@TVMohandasPai its true its expensive now for some advanced models but it is because of sole ignorance from indian it companies...indian it companies need to fire many old age leaders...
To train a GPT class 1T model from scratch - including failed runs, data acq+clean+rlhf, post-training, team/people will likely req $250M of compute on an aggressive 3-4mo schedule (i.e. more reserved GPUs), $500-600M all-in IF you do a dense one. MoE + fp8 will cut costs by 1/10th depending on how many active params you have. If you want SOTA however, the budgets go significantly higher on test-time compute, post-training RL, and data/synthetic generations..and v. high on talent. Maybe $2-4B all-in. After that comes serving the model.
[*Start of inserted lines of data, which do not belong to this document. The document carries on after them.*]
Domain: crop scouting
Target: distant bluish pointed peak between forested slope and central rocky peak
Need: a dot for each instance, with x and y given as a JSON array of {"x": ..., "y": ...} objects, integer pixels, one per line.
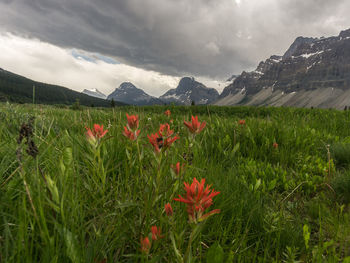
[{"x": 129, "y": 94}]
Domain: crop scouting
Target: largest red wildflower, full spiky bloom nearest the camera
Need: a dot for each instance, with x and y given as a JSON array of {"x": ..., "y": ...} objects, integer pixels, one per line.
[{"x": 198, "y": 199}]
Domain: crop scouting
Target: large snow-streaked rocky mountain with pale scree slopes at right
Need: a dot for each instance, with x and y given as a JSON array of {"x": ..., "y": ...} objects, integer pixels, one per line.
[{"x": 312, "y": 72}]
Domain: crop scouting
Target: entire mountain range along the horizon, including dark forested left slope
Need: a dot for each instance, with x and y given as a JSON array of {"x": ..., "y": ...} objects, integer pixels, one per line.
[{"x": 313, "y": 72}]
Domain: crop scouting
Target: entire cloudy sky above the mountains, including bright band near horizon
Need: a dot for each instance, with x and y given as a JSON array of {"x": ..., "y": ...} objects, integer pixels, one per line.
[{"x": 152, "y": 43}]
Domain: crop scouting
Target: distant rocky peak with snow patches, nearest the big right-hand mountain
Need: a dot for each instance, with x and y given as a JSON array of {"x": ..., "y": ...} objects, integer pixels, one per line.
[{"x": 190, "y": 90}]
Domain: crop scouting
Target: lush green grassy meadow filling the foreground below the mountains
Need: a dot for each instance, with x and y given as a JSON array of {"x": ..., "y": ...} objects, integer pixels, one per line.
[{"x": 283, "y": 175}]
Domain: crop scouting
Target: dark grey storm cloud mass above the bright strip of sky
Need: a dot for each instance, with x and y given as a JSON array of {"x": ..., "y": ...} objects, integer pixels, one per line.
[{"x": 211, "y": 38}]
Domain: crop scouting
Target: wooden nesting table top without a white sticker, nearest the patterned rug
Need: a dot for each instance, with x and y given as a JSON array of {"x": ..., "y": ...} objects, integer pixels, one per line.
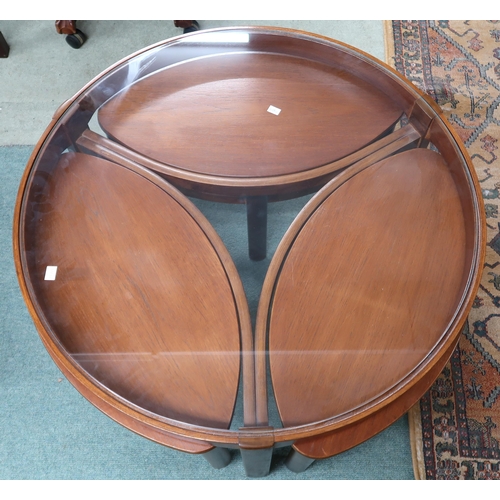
[{"x": 367, "y": 289}]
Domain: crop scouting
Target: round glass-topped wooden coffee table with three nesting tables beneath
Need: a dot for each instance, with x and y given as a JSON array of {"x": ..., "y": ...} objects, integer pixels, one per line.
[{"x": 138, "y": 301}]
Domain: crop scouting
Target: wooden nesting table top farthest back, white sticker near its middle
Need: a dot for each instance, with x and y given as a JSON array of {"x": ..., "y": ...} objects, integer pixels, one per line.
[{"x": 212, "y": 115}]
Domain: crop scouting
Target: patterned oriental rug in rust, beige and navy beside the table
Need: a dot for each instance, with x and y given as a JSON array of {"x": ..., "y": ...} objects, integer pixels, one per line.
[{"x": 455, "y": 428}]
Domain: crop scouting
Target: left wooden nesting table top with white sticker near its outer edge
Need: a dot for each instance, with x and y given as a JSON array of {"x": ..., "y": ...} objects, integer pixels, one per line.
[{"x": 144, "y": 312}]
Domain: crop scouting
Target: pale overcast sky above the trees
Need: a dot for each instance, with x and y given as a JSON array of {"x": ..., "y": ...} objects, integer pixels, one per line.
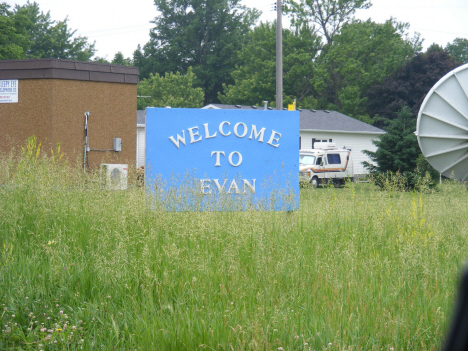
[{"x": 122, "y": 25}]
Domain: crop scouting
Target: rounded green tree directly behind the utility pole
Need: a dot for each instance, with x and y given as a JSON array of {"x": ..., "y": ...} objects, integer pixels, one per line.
[{"x": 255, "y": 76}]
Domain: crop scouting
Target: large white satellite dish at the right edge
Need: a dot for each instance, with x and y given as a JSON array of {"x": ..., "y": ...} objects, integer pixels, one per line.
[{"x": 442, "y": 127}]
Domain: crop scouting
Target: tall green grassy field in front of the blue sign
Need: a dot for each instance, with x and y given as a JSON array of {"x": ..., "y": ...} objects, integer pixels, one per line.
[{"x": 352, "y": 269}]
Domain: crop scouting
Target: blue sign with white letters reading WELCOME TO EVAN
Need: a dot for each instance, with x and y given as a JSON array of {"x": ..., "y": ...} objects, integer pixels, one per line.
[{"x": 199, "y": 159}]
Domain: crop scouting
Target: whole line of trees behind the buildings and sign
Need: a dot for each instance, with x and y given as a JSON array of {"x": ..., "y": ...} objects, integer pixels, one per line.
[{"x": 216, "y": 51}]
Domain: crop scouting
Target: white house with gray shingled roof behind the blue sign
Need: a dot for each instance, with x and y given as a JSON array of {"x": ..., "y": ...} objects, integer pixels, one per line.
[{"x": 329, "y": 126}]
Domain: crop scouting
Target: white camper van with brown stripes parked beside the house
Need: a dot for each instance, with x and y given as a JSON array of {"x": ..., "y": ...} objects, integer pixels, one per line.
[{"x": 325, "y": 163}]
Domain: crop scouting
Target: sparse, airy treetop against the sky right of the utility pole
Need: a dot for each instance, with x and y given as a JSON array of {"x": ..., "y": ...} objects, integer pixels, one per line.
[{"x": 328, "y": 15}]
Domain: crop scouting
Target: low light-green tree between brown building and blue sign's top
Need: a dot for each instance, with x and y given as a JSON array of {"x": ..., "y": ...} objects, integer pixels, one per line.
[{"x": 175, "y": 90}]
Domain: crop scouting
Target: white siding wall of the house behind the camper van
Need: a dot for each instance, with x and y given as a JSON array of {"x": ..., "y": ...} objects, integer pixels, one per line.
[{"x": 357, "y": 142}]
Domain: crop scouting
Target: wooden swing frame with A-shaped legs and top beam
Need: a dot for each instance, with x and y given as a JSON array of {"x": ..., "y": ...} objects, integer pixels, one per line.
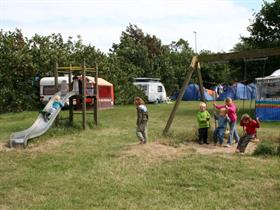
[{"x": 195, "y": 66}]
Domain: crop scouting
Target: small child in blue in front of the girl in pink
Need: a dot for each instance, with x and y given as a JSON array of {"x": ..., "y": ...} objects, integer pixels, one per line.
[{"x": 219, "y": 132}]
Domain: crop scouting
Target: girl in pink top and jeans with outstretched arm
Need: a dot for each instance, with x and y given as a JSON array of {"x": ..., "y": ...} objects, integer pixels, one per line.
[{"x": 231, "y": 111}]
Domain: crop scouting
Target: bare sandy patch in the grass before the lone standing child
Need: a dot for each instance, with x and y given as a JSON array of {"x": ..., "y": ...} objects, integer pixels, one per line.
[{"x": 153, "y": 151}]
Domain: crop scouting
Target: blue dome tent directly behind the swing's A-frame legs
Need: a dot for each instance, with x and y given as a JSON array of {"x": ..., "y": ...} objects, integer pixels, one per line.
[{"x": 192, "y": 93}]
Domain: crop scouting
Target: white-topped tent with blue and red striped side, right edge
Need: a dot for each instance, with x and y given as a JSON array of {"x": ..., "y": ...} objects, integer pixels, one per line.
[{"x": 268, "y": 97}]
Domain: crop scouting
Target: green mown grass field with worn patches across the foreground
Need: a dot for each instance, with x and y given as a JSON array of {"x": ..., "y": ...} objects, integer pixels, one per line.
[{"x": 105, "y": 168}]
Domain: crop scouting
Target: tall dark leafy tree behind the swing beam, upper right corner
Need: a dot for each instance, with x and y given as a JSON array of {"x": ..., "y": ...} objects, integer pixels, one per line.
[{"x": 264, "y": 33}]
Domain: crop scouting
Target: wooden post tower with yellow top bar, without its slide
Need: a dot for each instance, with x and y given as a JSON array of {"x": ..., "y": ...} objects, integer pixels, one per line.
[{"x": 75, "y": 71}]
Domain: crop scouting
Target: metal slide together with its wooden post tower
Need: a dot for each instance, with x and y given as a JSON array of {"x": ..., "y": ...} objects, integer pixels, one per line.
[{"x": 65, "y": 93}]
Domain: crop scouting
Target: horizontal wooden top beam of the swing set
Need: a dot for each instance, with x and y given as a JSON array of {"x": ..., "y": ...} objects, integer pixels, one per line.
[{"x": 258, "y": 53}]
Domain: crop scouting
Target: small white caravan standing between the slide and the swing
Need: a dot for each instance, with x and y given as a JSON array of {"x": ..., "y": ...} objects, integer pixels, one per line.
[{"x": 153, "y": 89}]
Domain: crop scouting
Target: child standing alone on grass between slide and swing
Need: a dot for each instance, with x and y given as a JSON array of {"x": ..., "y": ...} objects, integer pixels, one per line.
[{"x": 142, "y": 120}]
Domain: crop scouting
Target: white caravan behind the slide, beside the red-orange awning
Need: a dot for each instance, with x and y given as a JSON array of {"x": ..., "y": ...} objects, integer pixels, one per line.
[{"x": 47, "y": 87}]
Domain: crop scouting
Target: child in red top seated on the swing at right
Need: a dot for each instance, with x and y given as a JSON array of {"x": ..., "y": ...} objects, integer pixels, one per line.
[{"x": 250, "y": 132}]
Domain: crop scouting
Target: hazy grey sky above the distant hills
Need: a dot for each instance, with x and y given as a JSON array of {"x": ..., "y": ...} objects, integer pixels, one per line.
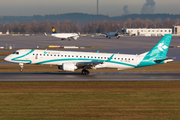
[{"x": 106, "y": 7}]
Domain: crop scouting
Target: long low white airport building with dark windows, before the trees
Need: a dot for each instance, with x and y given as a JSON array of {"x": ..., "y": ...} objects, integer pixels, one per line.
[{"x": 151, "y": 31}]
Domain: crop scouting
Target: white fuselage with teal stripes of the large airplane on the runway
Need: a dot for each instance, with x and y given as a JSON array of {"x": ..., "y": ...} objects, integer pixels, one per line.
[{"x": 49, "y": 57}]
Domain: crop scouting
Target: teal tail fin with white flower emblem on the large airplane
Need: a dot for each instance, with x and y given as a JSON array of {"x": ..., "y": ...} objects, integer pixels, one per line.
[{"x": 160, "y": 50}]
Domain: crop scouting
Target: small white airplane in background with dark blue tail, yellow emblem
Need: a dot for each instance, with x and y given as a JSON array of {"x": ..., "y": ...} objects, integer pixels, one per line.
[{"x": 63, "y": 36}]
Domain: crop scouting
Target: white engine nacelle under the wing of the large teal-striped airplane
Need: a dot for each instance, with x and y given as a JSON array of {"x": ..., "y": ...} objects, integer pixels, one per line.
[{"x": 68, "y": 67}]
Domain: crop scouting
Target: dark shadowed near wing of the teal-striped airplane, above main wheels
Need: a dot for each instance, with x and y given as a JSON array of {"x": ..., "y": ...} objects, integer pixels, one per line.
[{"x": 88, "y": 65}]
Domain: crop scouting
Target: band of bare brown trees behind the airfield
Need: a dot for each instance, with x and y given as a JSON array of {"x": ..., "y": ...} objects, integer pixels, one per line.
[{"x": 88, "y": 27}]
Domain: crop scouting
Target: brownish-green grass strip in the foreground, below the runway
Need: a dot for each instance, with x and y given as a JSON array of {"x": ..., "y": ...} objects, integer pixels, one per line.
[{"x": 90, "y": 100}]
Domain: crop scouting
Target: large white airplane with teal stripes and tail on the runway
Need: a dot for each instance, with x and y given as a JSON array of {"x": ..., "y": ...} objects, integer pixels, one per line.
[{"x": 71, "y": 61}]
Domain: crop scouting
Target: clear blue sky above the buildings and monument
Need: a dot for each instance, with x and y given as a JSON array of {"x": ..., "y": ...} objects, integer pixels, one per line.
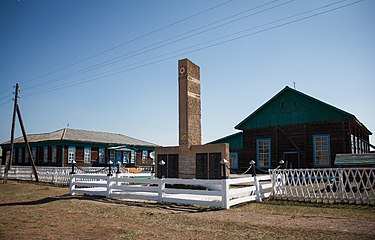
[{"x": 112, "y": 65}]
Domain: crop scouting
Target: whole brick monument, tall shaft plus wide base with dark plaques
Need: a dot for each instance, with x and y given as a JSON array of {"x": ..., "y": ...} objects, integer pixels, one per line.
[{"x": 191, "y": 159}]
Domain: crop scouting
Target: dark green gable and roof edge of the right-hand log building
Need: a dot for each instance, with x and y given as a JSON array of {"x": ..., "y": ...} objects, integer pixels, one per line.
[{"x": 289, "y": 107}]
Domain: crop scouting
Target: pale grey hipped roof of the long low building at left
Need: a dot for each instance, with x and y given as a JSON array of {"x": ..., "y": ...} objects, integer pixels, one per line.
[{"x": 76, "y": 135}]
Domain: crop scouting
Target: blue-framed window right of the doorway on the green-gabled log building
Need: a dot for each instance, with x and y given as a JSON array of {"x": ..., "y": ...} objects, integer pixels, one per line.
[{"x": 322, "y": 151}]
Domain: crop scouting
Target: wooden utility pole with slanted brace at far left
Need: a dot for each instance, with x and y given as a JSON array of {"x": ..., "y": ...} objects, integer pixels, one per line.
[{"x": 9, "y": 160}]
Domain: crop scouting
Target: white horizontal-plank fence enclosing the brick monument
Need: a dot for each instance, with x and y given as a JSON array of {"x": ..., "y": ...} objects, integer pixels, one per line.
[{"x": 214, "y": 193}]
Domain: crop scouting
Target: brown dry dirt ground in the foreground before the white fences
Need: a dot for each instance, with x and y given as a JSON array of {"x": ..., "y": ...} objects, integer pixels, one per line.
[{"x": 40, "y": 211}]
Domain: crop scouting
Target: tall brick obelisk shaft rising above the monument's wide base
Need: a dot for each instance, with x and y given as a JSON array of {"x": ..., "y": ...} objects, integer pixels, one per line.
[{"x": 189, "y": 103}]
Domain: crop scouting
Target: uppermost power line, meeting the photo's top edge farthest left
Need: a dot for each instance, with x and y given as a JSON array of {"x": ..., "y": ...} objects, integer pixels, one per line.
[{"x": 127, "y": 42}]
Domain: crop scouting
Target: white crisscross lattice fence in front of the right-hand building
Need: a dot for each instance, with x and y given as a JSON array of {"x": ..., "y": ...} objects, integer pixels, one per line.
[{"x": 331, "y": 185}]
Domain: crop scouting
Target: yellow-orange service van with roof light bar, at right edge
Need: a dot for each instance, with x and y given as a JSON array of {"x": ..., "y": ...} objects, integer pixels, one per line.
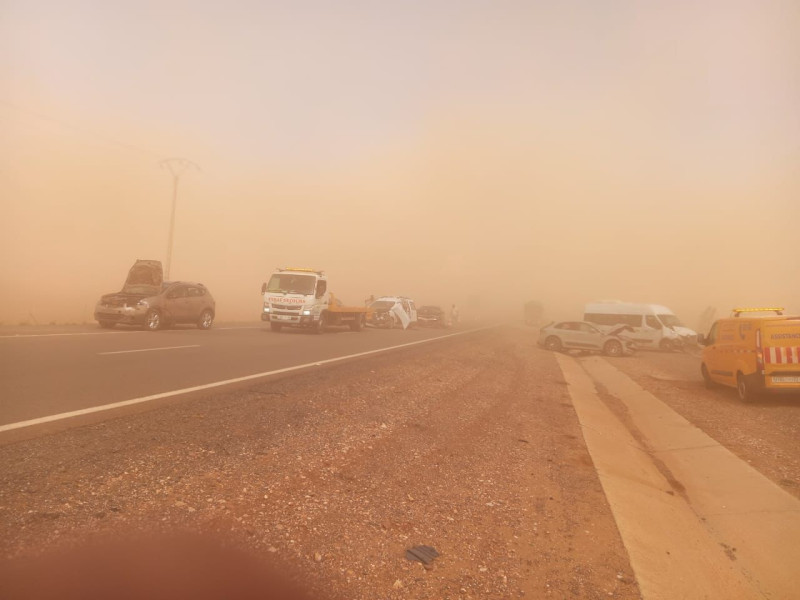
[{"x": 756, "y": 350}]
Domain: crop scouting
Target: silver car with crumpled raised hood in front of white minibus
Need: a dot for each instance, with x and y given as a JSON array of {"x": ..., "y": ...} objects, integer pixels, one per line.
[{"x": 579, "y": 335}]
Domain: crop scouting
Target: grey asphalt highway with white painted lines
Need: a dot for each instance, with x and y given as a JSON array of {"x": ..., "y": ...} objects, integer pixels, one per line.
[{"x": 46, "y": 375}]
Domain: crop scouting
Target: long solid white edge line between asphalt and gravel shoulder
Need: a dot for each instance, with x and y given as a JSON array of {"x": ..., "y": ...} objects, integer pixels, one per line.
[{"x": 196, "y": 388}]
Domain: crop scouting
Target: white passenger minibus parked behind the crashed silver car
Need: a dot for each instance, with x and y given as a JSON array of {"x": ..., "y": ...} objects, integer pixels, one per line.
[{"x": 655, "y": 326}]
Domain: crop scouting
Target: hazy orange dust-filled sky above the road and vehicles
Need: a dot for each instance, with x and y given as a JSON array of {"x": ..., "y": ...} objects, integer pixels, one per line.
[{"x": 451, "y": 151}]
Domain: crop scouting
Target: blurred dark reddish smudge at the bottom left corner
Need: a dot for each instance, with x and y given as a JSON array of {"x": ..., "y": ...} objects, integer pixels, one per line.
[{"x": 150, "y": 567}]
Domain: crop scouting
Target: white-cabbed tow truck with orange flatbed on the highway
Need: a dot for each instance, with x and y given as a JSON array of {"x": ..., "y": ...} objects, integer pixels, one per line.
[{"x": 299, "y": 297}]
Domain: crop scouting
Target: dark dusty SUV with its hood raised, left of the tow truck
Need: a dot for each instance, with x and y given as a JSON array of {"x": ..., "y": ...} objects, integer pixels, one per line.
[{"x": 147, "y": 300}]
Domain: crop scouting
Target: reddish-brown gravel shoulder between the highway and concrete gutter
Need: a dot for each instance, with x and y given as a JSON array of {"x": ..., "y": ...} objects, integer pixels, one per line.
[{"x": 470, "y": 446}]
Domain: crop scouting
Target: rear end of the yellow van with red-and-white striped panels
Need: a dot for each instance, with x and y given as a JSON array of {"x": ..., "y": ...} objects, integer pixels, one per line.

The talent is key to get to SOTA/beat it - and then you have to ensure this is useful enough to have inference vol over time - for which the capital will come if there is usage / TAM. So this is not as much about raising $50-60B, or raising it all at once as the OP says - we are investors in mistral, sarvam, reflection and anthropic - and they all scaled capital over time as models got adoption, but the early bottleneck is more on talent + GPUs at that scale where you can do interesting things.
@TVMohandasPai@RajivMessage if some people, whom you are referring to, built things doesn't mean they are always right and can't be pointed out...such mentality only degrades the future
To train a GPT class 1T model from scratch - including failed runs, data acq+clean+rlhf, post-training, team/people will likely req $250M of compute on an aggressive 3-4mo schedule (i.e. more reserved GPUs), $500-600M all-in IF you do a dense one. MoE + fp8 will cut costs by 1/10th depending on how many active params you have. If you want SOTA however, the budgets go significantly higher on test-time compute, post-training RL, and data/synthetic generations..and v. high on talent. Maybe $2-4B all-in. After that comes serving the model. The talent is key to get to SOTA/beat it - and then you have to ensure this is useful enough to have inference vol over time - for which the capital will come if there is usage / TAM. So this is not as much about raising $50-60B, or raising it all at once as the OP says - we are investors in mistral, sarvam, reflection and anthropic - and they all scaled capital over time as models got adoption, but the early bottleneck is more on talent + GPUs at that scale where you can do interesting things.
All Paid Courses (Free for First 4500 People)
𝗣𝗮𝗶𝗱 𝗖𝗼𝘂𝗿𝘀𝗲 𝗙𝗥𝗘𝗘 (PART - 2)
1. Artificial Intelligence
2. Machine Learning
3. Prompt Engineering
4. Claude,Chatgpt,Grok
5. Data Analytics
6. AWS Certified
7. Data Science
8. BIG DATA
9. Python
10. Ethical Hacking
(72 Hours only )
Like + RT + comment ' Drive '
Must Follow me so I can DM you.
@TVMohandasPai building the most advanced ai model requires talent retention, financial planning, and most importantly a conviction, belief, and a hunger of its need...none of this exist in indian IT people.
@TVMohandasPai really? govt should exclude people from it field including you and nandan especially for sure. bring some indians back here with hefty pay. people from it like you who expect talent to work at 4 lpa and build foundational models. stupidity is at its peak.
@TVMohandasPai and appointing nandan would be catastrophic for indian ai revolution he is not fit for that role and neither people from indian it services giants. @TVMohandasPai
I'm a technology optimist. I’ve spent four decades studying disruptive innovation, from the microprocessor, the internet, mobile phones to OpenAI. I'm certain AI will do 80% of the economically valuable work humans do today, for 80% of all jobs, faster than most believe. The question isn't whether mass underemployment arrives, but whether we have a policy framework ready. Right now we don't.